So why didn’t the Goldwater state get this honor if they rejected the marriage ban? State initiatives which reduced freedom were successful. The xenophobic Right pushed several measures against immigrants who don’t have bureaucratic permission to live in the US. These anti-libertarian measures passed. They raised cigarette taxes, banned smoking in public places, raised the minimum wage and other such Nanny-statist ideas. So their defense of freedom was rather limited in nature. And the margins for these successful intrusive measures were not small either.

So how bad is it for the Republicans? Well consider this. They were the majority party in the Senate, the majority party in the House of Representatives, and held the majority of gubernatorial seats as well. They lost the Senate, they lost the House, and they lost they advantaged with the governors. This is stinging rebuke.

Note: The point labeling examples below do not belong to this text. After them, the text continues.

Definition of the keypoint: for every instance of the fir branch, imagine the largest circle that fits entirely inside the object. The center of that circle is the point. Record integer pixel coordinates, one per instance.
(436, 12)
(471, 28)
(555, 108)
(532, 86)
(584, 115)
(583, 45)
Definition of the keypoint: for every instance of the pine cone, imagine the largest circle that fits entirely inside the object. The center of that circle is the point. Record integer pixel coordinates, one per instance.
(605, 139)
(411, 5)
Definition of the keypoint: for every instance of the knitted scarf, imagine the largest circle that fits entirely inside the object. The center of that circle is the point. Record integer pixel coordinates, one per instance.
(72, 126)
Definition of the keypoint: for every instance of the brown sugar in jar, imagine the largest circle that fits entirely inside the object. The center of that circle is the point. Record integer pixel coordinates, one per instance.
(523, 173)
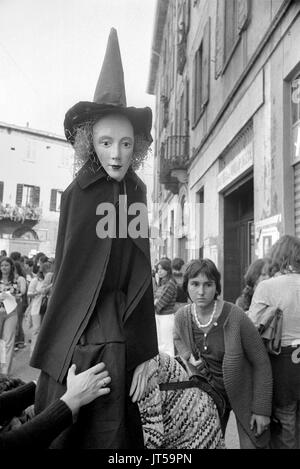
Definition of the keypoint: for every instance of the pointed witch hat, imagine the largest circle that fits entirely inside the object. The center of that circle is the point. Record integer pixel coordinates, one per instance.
(109, 98)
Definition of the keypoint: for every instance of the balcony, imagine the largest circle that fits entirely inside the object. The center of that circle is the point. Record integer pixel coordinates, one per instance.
(174, 157)
(18, 214)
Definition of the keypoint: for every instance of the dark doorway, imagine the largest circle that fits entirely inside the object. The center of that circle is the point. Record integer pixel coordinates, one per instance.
(238, 238)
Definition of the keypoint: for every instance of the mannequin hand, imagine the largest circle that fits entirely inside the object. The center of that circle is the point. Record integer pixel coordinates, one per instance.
(193, 361)
(85, 387)
(139, 382)
(262, 423)
(29, 411)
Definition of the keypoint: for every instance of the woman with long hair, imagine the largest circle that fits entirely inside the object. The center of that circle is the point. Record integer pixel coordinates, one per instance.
(283, 292)
(8, 324)
(164, 302)
(217, 337)
(22, 304)
(257, 271)
(36, 290)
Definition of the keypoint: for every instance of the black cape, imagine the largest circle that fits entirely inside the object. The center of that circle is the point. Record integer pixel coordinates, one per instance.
(80, 264)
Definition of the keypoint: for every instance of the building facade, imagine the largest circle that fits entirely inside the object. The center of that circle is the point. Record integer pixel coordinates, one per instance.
(226, 76)
(35, 168)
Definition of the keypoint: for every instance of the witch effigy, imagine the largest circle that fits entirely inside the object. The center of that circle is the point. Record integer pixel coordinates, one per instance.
(101, 306)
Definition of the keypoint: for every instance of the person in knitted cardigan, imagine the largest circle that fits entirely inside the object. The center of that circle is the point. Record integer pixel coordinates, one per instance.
(217, 337)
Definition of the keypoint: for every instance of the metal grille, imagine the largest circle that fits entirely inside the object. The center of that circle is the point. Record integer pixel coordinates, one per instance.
(297, 198)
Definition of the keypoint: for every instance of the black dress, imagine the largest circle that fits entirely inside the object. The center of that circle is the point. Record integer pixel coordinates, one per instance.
(111, 421)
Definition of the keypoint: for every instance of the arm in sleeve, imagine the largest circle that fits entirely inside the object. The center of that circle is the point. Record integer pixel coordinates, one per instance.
(260, 301)
(13, 402)
(180, 335)
(257, 355)
(61, 234)
(167, 296)
(41, 430)
(22, 285)
(32, 287)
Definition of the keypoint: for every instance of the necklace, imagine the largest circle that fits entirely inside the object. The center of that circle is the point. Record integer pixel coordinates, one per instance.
(210, 319)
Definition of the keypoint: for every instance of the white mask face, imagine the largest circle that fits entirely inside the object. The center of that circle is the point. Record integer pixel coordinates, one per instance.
(113, 140)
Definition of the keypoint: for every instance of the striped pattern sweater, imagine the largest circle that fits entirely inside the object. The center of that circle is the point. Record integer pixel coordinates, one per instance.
(177, 419)
(246, 367)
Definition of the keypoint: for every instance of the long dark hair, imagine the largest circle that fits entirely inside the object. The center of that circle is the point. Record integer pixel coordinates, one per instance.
(285, 255)
(166, 265)
(19, 269)
(251, 277)
(11, 276)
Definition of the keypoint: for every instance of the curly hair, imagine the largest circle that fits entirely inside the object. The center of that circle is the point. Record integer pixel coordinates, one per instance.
(11, 275)
(84, 148)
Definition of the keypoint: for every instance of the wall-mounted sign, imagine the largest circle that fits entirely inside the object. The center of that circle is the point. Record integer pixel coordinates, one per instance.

The Republicans embraced theocratic, big government and the voters chastised them. The Democrats, however, won’t be too bright. Nor are they demonstrably better than the Republicans except for the fact they aren’t dominated by theocrats. Voters did turn out to put Democrats into office. They turned out to remove Republicans from office. I would like to believe that the nightmare in America is over and in one sense the stinging rebuke of the Theopublicans is something to rejoice over. But the victory of Nanny-statist Democrats is not going to be pleasant and I expect the radical elements in the Democrats to attempt to reassert themselves with lots of bad regulations and taxes. That will pave the way for a Republica resurgence. The big question is whether the Republicans have learned their lesson and repudiate the vile theocrats or not.